What if we complimented one another every time we thought about it? Or better yet, what if we held our tongue every time we sought to insult? Or perhaps best of all... What if we replaced our insults with compliments?

My first thought is how different the world could be. Girls wouldn't just be nicer, but we could be more confident. We could recognize some of the awesome parts of ourselves, rather than all the ways we seem to miserably fail at femininity.

My second thought is how overwhelmingly confused we would be. When that little girl told me I looked beautiful, I was dumbfounded. How long had it been since I'd heard that from someone who wasn't obligated to say it? Hearing it from a total stranger is much different than hearing it from your mom or a guy who's clearly in pursuit of you. This little girl wasn't biased, and she certainly wasn't in pursuit of anything. She was just an honest, genuine, confident little girl.

I would say that her brief, spontaneous act of sweet kindness brightened by day, but that happened last Tuesday. I've thought about her every day since then. I'm sitting here blogging about her a week later. She brightened my week, she convicted my heart, and she inspired me to be a better woman.
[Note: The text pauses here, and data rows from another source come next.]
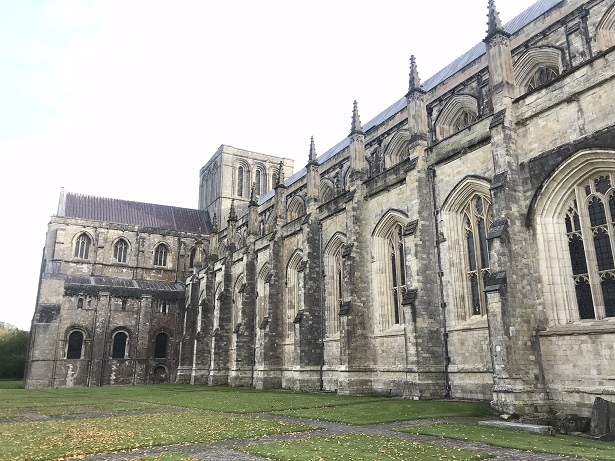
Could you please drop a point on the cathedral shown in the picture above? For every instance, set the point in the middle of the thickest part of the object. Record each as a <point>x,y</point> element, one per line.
<point>459,245</point>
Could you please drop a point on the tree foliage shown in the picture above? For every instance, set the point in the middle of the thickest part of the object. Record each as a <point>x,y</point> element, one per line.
<point>13,350</point>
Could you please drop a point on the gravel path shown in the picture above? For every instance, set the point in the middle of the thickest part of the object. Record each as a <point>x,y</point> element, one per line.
<point>227,450</point>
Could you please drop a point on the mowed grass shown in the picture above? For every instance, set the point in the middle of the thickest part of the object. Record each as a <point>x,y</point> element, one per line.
<point>74,438</point>
<point>559,444</point>
<point>358,447</point>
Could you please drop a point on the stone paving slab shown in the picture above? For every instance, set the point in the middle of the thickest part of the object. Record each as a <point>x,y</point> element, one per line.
<point>226,450</point>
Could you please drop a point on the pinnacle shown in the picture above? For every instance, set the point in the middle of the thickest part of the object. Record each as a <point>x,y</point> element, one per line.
<point>355,127</point>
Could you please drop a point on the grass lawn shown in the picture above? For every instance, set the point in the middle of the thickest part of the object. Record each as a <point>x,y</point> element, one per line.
<point>73,438</point>
<point>558,444</point>
<point>388,410</point>
<point>358,447</point>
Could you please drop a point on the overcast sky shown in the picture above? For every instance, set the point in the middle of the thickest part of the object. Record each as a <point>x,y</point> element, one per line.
<point>128,99</point>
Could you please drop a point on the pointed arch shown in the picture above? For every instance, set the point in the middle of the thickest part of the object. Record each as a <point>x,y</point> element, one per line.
<point>605,30</point>
<point>396,149</point>
<point>294,293</point>
<point>575,226</point>
<point>465,220</point>
<point>537,66</point>
<point>389,268</point>
<point>459,112</point>
<point>334,281</point>
<point>326,190</point>
<point>296,208</point>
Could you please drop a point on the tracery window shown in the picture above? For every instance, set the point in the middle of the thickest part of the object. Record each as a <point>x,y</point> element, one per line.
<point>477,219</point>
<point>590,223</point>
<point>397,277</point>
<point>160,255</point>
<point>75,345</point>
<point>120,250</point>
<point>465,119</point>
<point>120,341</point>
<point>541,77</point>
<point>82,246</point>
<point>160,346</point>
<point>257,183</point>
<point>240,179</point>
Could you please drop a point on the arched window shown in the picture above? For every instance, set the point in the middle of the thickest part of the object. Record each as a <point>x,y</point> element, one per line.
<point>257,183</point>
<point>240,179</point>
<point>75,345</point>
<point>82,246</point>
<point>160,346</point>
<point>390,267</point>
<point>160,255</point>
<point>192,256</point>
<point>120,341</point>
<point>294,291</point>
<point>477,218</point>
<point>465,119</point>
<point>589,221</point>
<point>120,249</point>
<point>334,285</point>
<point>397,278</point>
<point>541,77</point>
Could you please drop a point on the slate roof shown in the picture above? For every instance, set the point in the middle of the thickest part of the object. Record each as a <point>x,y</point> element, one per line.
<point>513,26</point>
<point>123,287</point>
<point>133,213</point>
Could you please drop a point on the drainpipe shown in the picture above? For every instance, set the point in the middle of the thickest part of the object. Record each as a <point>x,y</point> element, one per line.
<point>322,314</point>
<point>447,383</point>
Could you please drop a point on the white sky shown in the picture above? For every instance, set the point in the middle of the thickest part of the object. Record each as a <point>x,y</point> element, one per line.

See what I mean when I say there's so much we can learn from little kiddos? It's my job to teach her to read and write. And I will. She'll get there. But I'm willing to bet she has just as much, if not more, to teach me. I'm learning from her already. And if we could all put her on our prayer lists right now, let's pray she remains that honest, that genuine, and that confident for as long as she lives. That little polka-dot panted 5-year-old is going to turn into one powerfully beautiful young lady, provided the world she grows up in doesn't completely ruin her.

Insult less. Compliment more. Let's all be a little more like little Emily.